WHAT:           The Rev. Dr. James is available for media interviews about the DC Jail both by appointment and at an event, "Caring for Those in Jail and Prison and for their Communities:  Focus on the DC Jail," hosted by Grace Church Georgetown.

 

WHERE:         Event at Grace Church Georgetown, 1041 Wisconsin Avenue, Georgetown

 

WHEN:           Event on Sunday, June 12, 4 PM-6 PM; interviews also available by appointment

 

 

Standing in the Whirlwind has been endorsed and praised by many Washington D.C. leaders including Episcopal Bishop John Chane and E. Ethelbert Miller, director of the African American Resource Center at Howard University. It has been reviewed in the Washington Post, the Hill Rag, the Washington City Paper and the Washington Window, the newspaper of the Episcopal Diocese of Washington.

 

Nancy James is currently priest associate at St. John’s Lafayette Square and Grace Church Georgetown and an adjunct professor at American University. She holds an M. Div. from Virginia Theological Seminary and a Ph.D. from the University of Virginia.
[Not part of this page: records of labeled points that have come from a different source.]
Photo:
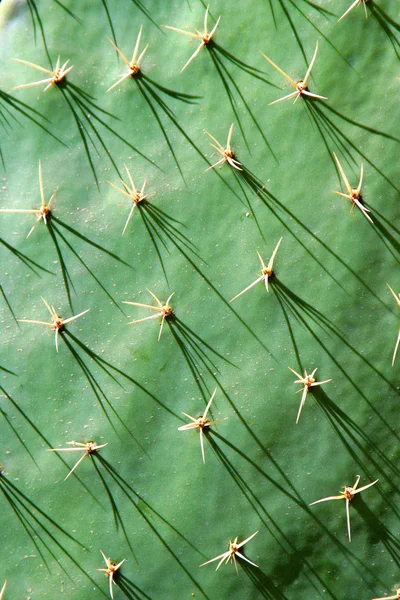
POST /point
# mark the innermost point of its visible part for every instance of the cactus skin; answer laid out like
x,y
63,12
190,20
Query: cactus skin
x,y
147,496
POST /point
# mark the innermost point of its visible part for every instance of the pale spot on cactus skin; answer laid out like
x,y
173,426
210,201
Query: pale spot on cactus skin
x,y
397,298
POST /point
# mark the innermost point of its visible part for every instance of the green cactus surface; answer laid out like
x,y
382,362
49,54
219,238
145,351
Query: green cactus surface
x,y
141,213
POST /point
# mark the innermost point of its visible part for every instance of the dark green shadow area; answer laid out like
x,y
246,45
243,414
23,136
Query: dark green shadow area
x,y
32,425
323,116
130,589
147,513
139,4
111,371
5,298
163,230
377,530
41,529
264,584
284,540
355,438
118,521
11,107
279,536
198,354
247,179
153,94
89,117
56,228
28,262
287,6
389,26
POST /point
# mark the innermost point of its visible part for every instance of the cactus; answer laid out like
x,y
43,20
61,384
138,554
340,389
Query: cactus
x,y
154,221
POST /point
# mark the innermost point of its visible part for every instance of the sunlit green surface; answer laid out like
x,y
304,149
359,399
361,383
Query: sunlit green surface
x,y
328,305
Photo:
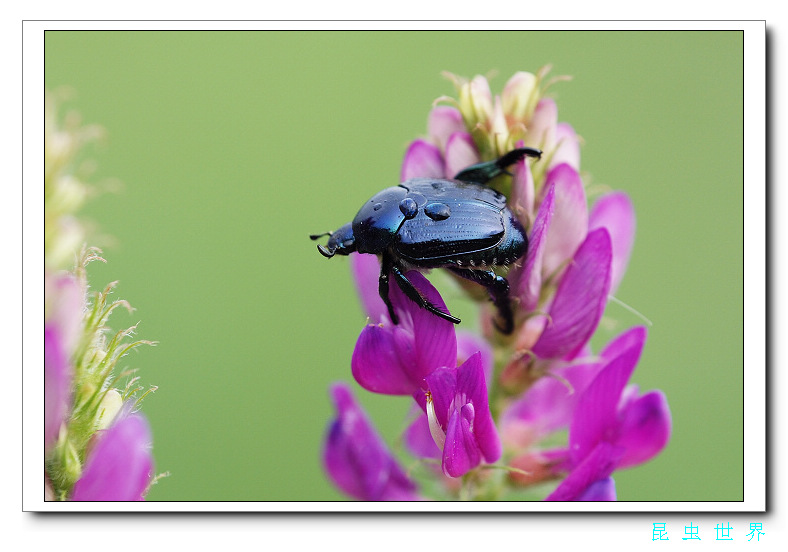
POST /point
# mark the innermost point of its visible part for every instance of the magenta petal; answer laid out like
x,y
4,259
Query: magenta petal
x,y
120,466
66,303
460,153
579,300
442,385
596,412
603,490
549,404
615,212
422,160
366,270
394,359
569,225
645,426
596,466
460,453
469,343
529,282
357,459
443,121
633,337
471,384
523,192
567,146
434,339
57,385
418,439
376,363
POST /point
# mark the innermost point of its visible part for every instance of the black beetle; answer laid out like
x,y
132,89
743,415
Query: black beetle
x,y
424,223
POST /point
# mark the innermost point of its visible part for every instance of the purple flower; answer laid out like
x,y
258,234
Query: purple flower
x,y
417,437
450,149
120,465
579,300
615,212
65,301
356,458
57,385
459,417
395,359
613,427
569,224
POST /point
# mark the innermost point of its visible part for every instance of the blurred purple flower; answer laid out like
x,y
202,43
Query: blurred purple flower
x,y
356,458
120,466
57,385
459,416
64,305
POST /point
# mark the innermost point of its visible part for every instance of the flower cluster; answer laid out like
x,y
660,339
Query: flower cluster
x,y
97,444
507,401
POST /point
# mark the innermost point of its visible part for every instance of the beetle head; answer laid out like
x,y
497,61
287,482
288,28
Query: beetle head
x,y
340,242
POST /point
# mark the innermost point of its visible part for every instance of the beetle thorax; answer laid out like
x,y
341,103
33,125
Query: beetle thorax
x,y
377,222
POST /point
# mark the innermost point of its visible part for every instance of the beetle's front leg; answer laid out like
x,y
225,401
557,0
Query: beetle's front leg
x,y
413,294
482,173
383,285
498,288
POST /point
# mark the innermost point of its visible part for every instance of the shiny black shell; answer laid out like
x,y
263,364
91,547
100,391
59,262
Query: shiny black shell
x,y
433,223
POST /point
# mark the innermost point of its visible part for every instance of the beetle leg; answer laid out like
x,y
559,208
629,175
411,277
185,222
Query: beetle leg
x,y
498,288
413,294
383,286
484,172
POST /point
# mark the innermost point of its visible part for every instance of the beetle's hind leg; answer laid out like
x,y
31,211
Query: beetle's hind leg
x,y
413,294
498,288
482,173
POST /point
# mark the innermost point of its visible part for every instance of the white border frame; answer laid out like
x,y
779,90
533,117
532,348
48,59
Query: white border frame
x,y
755,330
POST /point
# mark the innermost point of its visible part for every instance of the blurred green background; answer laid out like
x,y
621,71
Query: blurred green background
x,y
232,147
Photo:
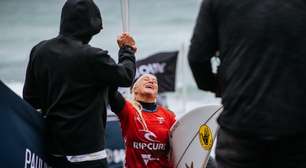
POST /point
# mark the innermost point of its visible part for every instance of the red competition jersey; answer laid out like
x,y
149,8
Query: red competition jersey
x,y
146,148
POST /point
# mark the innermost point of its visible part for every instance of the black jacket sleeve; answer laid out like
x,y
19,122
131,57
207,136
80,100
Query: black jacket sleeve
x,y
204,45
106,71
116,100
30,88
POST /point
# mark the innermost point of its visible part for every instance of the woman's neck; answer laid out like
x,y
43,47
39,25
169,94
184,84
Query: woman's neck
x,y
148,107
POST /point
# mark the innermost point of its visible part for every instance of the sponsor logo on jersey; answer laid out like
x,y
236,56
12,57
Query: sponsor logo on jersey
x,y
147,157
153,144
161,120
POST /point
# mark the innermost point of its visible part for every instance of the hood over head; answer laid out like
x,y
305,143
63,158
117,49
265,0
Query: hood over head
x,y
80,19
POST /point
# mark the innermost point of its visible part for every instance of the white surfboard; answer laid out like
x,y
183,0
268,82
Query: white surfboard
x,y
193,135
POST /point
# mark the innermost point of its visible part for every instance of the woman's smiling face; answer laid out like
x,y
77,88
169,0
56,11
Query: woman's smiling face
x,y
146,88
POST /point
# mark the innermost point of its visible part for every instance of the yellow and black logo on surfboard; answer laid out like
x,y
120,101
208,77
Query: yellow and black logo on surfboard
x,y
205,137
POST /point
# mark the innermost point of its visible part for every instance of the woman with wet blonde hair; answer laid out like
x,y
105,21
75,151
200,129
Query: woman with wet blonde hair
x,y
145,125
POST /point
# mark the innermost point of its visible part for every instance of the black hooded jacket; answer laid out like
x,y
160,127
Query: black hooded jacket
x,y
68,80
263,60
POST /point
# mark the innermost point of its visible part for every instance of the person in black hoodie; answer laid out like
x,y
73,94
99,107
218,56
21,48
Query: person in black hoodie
x,y
68,80
261,78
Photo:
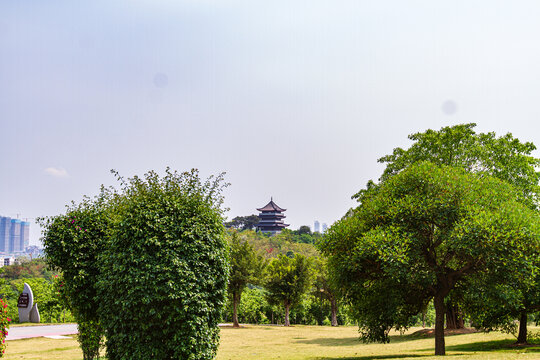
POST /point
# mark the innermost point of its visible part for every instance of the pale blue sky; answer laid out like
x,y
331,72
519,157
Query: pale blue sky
x,y
293,99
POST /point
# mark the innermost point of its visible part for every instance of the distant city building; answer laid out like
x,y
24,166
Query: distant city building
x,y
5,226
271,218
14,235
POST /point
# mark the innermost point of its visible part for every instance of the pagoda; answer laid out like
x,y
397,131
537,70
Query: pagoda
x,y
271,218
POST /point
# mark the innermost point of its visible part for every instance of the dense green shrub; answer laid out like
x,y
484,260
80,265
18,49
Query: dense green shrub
x,y
164,269
72,243
4,325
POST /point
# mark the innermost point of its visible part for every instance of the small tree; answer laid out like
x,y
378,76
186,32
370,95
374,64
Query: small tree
x,y
420,233
325,289
288,279
246,267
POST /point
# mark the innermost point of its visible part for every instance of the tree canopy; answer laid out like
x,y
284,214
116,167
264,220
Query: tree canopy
x,y
287,280
418,234
148,263
505,158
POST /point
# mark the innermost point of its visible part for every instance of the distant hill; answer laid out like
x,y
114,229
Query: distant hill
x,y
284,243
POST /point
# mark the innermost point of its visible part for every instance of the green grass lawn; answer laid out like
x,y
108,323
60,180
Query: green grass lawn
x,y
311,342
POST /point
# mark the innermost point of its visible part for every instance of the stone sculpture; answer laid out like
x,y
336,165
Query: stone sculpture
x,y
25,304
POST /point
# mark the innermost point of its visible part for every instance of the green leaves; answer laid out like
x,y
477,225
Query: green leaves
x,y
147,265
418,234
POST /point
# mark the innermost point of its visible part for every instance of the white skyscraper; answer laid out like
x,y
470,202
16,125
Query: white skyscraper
x,y
316,226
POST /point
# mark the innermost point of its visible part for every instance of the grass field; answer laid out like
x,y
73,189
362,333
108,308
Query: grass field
x,y
311,342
She lives in Washington DC with her family.

 

"Caring for Those in Jail and Prison and for their Communities:  Focus on the DC Jail,” will include an ecumenical prayer service at 4 p.m.; a talk by Philip Fornaci, director of DC Prisoners Project at 4:20 PM; and a poetry reading and jazz recital at 4:45 PM. Refreshments and a petition to the Williams administration will be available.

###

 

 

Grace Episcopal Church

1041 Wisconsin Avenue Northwest

Washington, D.C.   20007

202-333-7100

Rev. John M. Graham, Rector

jmg@gracedc.org

 

September 2005

 

TO:     The Honorable Anthony Williams, Mayor, The District of Columbia

 

We, the undersigned, strongly urge you and your administration to bring the District of Columbia into thorough compliance with its own statute, the D.C. Jail Improvement Act of 2003.   Under your administration, the District has been in violation of the following provisions since January 2004:

 

1.      Establishing a cap on the D.C. Jail population at no more than 2,061 people;

2.      Submitting quarterly reports to the D.C. Council regarding environmental problems and inmate grievances, beginning January 2004;

3.      Releasing no inmates after 10:00 pm and before 7:00 am; and

4.   Enabling the Department of Health to conduct three annual environmental inspections of the Jail.

 

The District has not complied with any of these requirements.  According to an article in the Washington Post’s Metro section on April 24, no population cap has been established, only one quarterly report has been submitted, and only one environmental inspection has been carried out.  Further, hundreds of people have been released after 10:00 p.m. over the past year.  We have confirmed this information through our own investigation of events.

 

Mayor Williams, we know you to be a person of faith.  The D.C. Jail Improvement Act only requires that we take into account the teaching of all the great faiths represented by the people of this city:  that God cares for the stranger, the exile, the outcast and those in prison; that we should, while recognizing the need for their secure confinement and the protection of the broader community, treat those in prison with compassion and with a decent respect for the dignity of all and the opinion of humankind; and that God will and does judge us on how well we do this.

 

This religious teaching carries practical consequences if it is heeded, and if it is ignored.  We know that chances for a successful re-integration of former inmates increase when decent jail conditions are established and monitored, and decrease when poor and even abusive conditions are allowed to take hold.  It scarcely needs to be said that successful re-integration benefits our city, and that the failure to re-integrate those once incarcerated threatens the public safety.

 

We are greatly distressed by comments attributed to District officials that you do not plan to comply with the law, exacerbating conditions in the Jail.  Sometimes, political calculations dismiss the incarcerated and their loved ones as a powerless constituency.  Such calculations are both immoral and imprudent.  Please know that many citizens, we among them, believe this to be a matter of considerable importance – spiritually, practically and legally – and that we expect your administration to find the time, energy and resources to address it.